Kalispell is 120 miles north of Missoula, where my grandparents, Carl and Ellen Bonde,  raised my mother and the rest of their family.  Carl was a wholesale grocery salesman who spoke fluent Norwegian.  He also wrote longhand with a fluid, looping style.  Family lore said he learned from Dr. Palmer, author of a textbook about handwriting, called “The Palmer Method.”  Carl’s skills in writing and speaking and generally being a “good guy” kept him working, even after he tried to retire.

Some in Kalispell, including grandma, made no secret they were racist against Native Americans. My mother’s high school annual had an ad for a business that said it catered exclusively to the “white trade.” My Aunt Corinne said grandma forbade her bringing home an Indigenous friend. These facts make me feel badly, but I think it’s important to be truthful. Especially now that lines are being drawn politically.

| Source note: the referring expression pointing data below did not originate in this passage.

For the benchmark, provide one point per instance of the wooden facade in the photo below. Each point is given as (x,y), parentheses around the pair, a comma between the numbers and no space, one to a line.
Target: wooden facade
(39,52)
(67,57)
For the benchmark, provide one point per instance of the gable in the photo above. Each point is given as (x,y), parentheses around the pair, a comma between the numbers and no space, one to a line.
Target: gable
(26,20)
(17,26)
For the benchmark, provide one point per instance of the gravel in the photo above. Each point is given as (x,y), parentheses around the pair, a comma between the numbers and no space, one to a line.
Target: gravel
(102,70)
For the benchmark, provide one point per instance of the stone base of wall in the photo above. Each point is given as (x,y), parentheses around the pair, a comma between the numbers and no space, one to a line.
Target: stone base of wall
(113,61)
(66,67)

These days the Missoula city area spreads widely, lapping up against adjoining hills, in a valley west of the continental divide where three rivers intersect:  The Blackfoot and the Bitterroot join the Clark Fork which flows north, then jogs east, then north again.  Eventually the water skirts the mountains of the Lolo Forest somewhere in Canada, flows south again, and joins the Columbia River, thence to the Pacific ocean.

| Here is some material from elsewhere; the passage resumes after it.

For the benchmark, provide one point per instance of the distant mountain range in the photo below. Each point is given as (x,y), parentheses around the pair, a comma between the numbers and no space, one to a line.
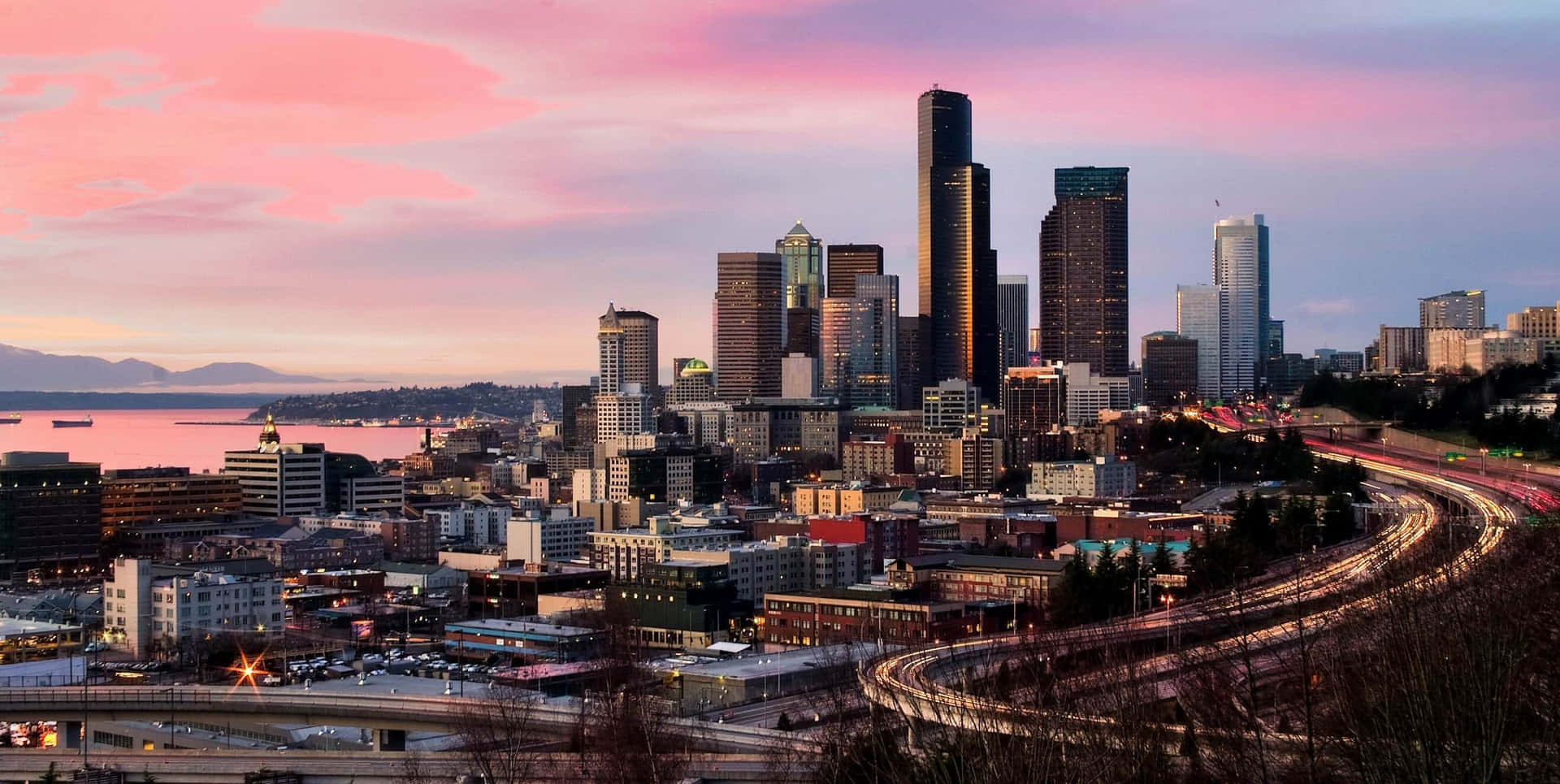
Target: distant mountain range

In the late 50s my brother Tom typed a cryptic message, folded and stuffed it into a tiny bottle with a cork stopper, and threw it into the Clark Fork River from the passenger seat of our car as we crossed the Higgens Avenue Bridge.  He explained to me how his message would travel.

The much wider, fertile Mission Valley to the north, gives way to Flathead Lake and north of that, the Flathead Valley with Kalispell.   The Flathead is a vast wetland fed by water from a variety of streams, notably the three forks of the Flathead River, draining the Bob Marshall Wilderness, Glacier National Park, and regions north in Canada.

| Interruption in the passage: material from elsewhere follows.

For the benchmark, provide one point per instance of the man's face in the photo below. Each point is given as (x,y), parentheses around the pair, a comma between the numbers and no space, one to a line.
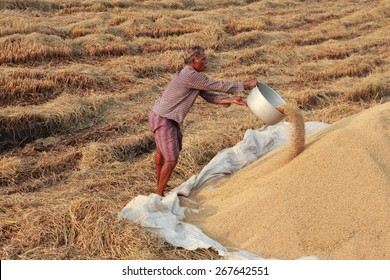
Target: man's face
(200,63)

Strikingly beautiful, the snow-capped chain of mountains east of the Flathead Valley is the Mission Range.  It rises vertically from the valley floor and runs north-south practically from Missoula to Glacier Park.  It has grizzly bears and hundreds of other shy species that are lesser known, less charismatic.  The wild Mission mountain chain is separated east of that from the vast Bob Marshall wilderness by the Seeley-Swan Valley that runs parallel north-south.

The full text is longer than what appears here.